- Bitcoin recently hit a 19-month high over $43,000, with Bloomberg analysts forecasting it could reach between $50,000 and $500,000. Key drivers include macroeconomic factors and potential ETF approval.
- The rally is considered more substantial than in 2021, with a BTC spot ETF potentially attracting significant investments.
- Caution is advised as a drop below $31,000 could lead to a significant correction, potentially reducing BTC’s value to around $29,000.
The Start of the Next Crypto Supercycle?
Bullish Bitcoin investors and crypto traders received a sweet Christmas present this week, as BTC recently broke above $43k, setting a new 19-month high. As per data from TradingView, the asset has recorded over 17% in gains in the past seven days.
Bitcoin’s recent growth has led Bloomberg analysts to share their price predictions for the largest crypto asset in the market.

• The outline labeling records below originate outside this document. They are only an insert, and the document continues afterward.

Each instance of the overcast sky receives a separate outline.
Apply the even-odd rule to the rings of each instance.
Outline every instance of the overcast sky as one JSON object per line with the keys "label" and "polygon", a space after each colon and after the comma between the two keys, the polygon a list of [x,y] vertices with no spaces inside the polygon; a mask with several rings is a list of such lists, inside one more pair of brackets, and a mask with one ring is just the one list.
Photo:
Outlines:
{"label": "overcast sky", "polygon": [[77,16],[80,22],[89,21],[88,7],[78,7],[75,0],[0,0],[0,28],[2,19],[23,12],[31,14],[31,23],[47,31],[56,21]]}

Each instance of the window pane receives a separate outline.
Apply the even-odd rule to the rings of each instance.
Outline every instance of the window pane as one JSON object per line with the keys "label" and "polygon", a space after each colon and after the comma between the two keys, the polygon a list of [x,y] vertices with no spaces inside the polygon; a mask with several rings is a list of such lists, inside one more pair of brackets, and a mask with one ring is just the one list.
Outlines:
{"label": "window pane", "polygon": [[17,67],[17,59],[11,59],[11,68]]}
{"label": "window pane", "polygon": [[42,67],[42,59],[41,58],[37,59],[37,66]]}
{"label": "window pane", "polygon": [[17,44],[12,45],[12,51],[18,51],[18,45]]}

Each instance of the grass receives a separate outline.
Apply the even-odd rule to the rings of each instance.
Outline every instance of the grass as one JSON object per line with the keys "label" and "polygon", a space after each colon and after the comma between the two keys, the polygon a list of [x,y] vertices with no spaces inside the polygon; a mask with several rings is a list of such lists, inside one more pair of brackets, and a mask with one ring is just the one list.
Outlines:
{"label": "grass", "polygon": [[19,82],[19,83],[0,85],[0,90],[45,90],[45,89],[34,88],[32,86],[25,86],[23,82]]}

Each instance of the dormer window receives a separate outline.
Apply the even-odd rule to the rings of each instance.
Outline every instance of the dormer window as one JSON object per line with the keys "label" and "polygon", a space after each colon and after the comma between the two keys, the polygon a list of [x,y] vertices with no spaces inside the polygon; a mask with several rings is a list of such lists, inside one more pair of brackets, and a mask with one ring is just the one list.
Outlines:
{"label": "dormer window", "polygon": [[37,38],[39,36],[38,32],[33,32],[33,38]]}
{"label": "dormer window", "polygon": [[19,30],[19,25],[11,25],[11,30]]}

As per the report, many believe it could reach between $50,000 and $500,000.
Matt Maley, Chief Market Strategist at Miller Tabak & Co, acknowledges the surge in optimistic speculations, describing it as “getting crazy again” and highlighting the rapid sentiment shifts in the market.
I would argue that one of the most important reasons Bitcoin rallied so strongly in 2020 and 2021 was because of the massive influx of liquidity into the system due to the pandemic. Without another huge liquidity program, some of those predictions are a pipe dream.” Maley stated.
While not the first, this prediction by Bloomberg is considerably higher than what most analysts and financial institutions have concluded recently. As reported, conservative traders aim for $50k or $100 by 2024, but others are convinced it could go north of $1M post-ETF approval.
BTC Traders on the Edge
Many analysts echo that this is just the beginning, with consolidation expected around the $41-43K range.
The BTC rally is viewed as “earned” growth compared to 2021. Coinbase even said a BTC spot ETF could attract billions of dollars into the market.
That said, several factors are driving BTC’s rally: macroeconomic factors, the FED’s stance against inflation in the US, and the potential approval of a BTC spot ETF from investment giants like BlackRock.
While it looks like Bitcoin is recovering from a long winter and exceeded bullish expectations, some analysts believe it’s best to exercise caution. As CryptoPotato reported, Bitfinex analysts suggest that if BTC falls below $31k, it could trigger a significant correction, leading to investor capitulation and a potential drop to around $29,000.